Chronological Thread 
  • From: Jay Perry < >
  • To:
  • Subject: [chef] Re: Re: application deployments
  • Date: Thu, 12 Jul 2012 22:00:03 -0400

Hi Andrea,

I think I will stick with using my own cookbooks for now but would like to have something like the application cookbook that we can use for all our application deploys which will be rpms.  Basically I want to avoid of repeating the same code for each application.

Thanks for the reassurance that putting the version info in a role is an acceptable solution and not a bad practice.

Thanks,
Jay

On Thu, Jul 12, 2012 at 3:12 PM, Andrea Campi < " target="_blank"> > wrote:
On Thu, Jul 12, 2012 at 6:13 PM, JayP < "> > wrote:
> Hi,
>
> We just started using chef for our application deployments which are rpms so at
> the moment we are using the package resource to handle this installation.  I
> was directed to the application cookbook
> (https://github.com/opscode-cookbooks/application) but it seems this cookbook
> doesn't support rpm's and also requires the application to be pulled from a
> repository.  Are there plans to update the application cookbook to support rpms
> or any other suggestions?

I've thought about that while working on that cookbook, and while I
get the reasoning about this, I'm still kind of conflicted.

On the one hand, if you simply need to install rpms, manage some files
with templates and start/restart a service, you won't get much out of
the application cookbook.
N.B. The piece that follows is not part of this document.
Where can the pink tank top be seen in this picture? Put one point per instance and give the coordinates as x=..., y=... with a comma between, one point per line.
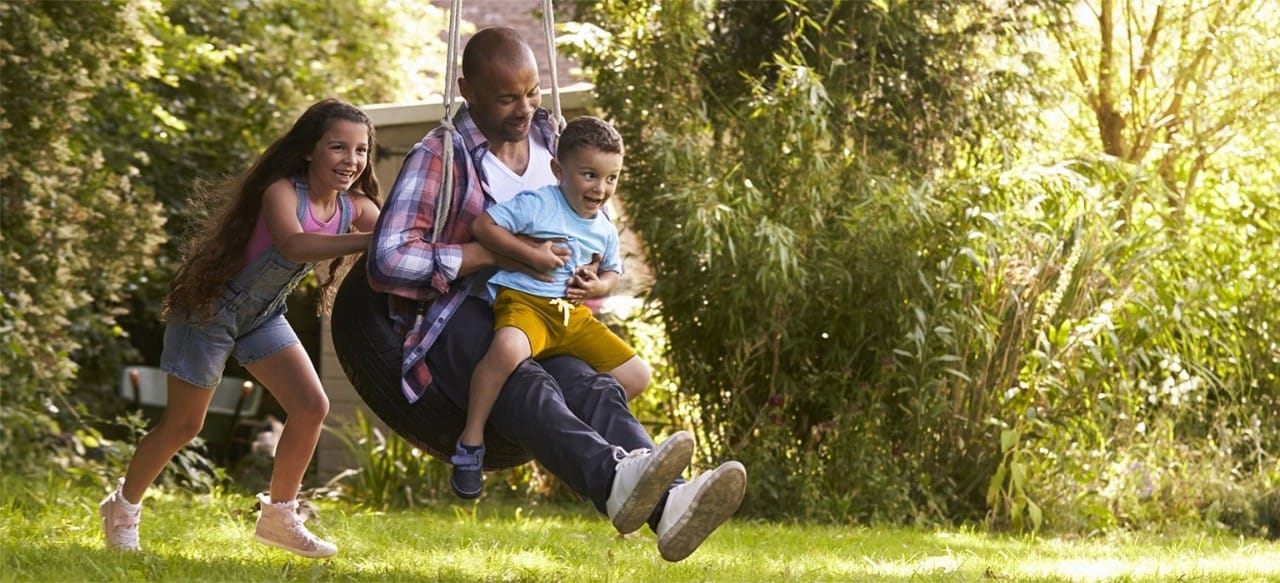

You can do all that with your own recipes,
without having to learn a whole new set of conventions.
For example, the application cookbook keeps the last few checkouts,
and creates a symlink to the "current" version, and tries to do that
in a reliable way.
How would you map that to installation via RPMs?

On the other hand, it would be nice to use the same DSL regardless of
where the app comes from.
In my case, I can see myself using git in staging and pre-build
archives (coming from Jenkins) in production.
In other words, once you've gone past the learning curve with the
application cookbook, you'll want to manage everything in the same
way.

> In addition I wanted to get some suggestions on how best to manage the version
> number of the application rpm being deployed into qa/staging/production.  Since
> we have a separate continuous integration pipeline for our infrastructure code
> (cookbooks) and the rev'ing of the cookbook in the production.json file is
> automated through our CI system I would rather not store the application rpm
> version in the environment files.  I was thinking of storing this in the
> application role and namespace it like so ['app']['version']['production'] =
> "1.0".  Any thoughts around this or suggested approaches?

I think this is very appropriate, that's pretty much what I do.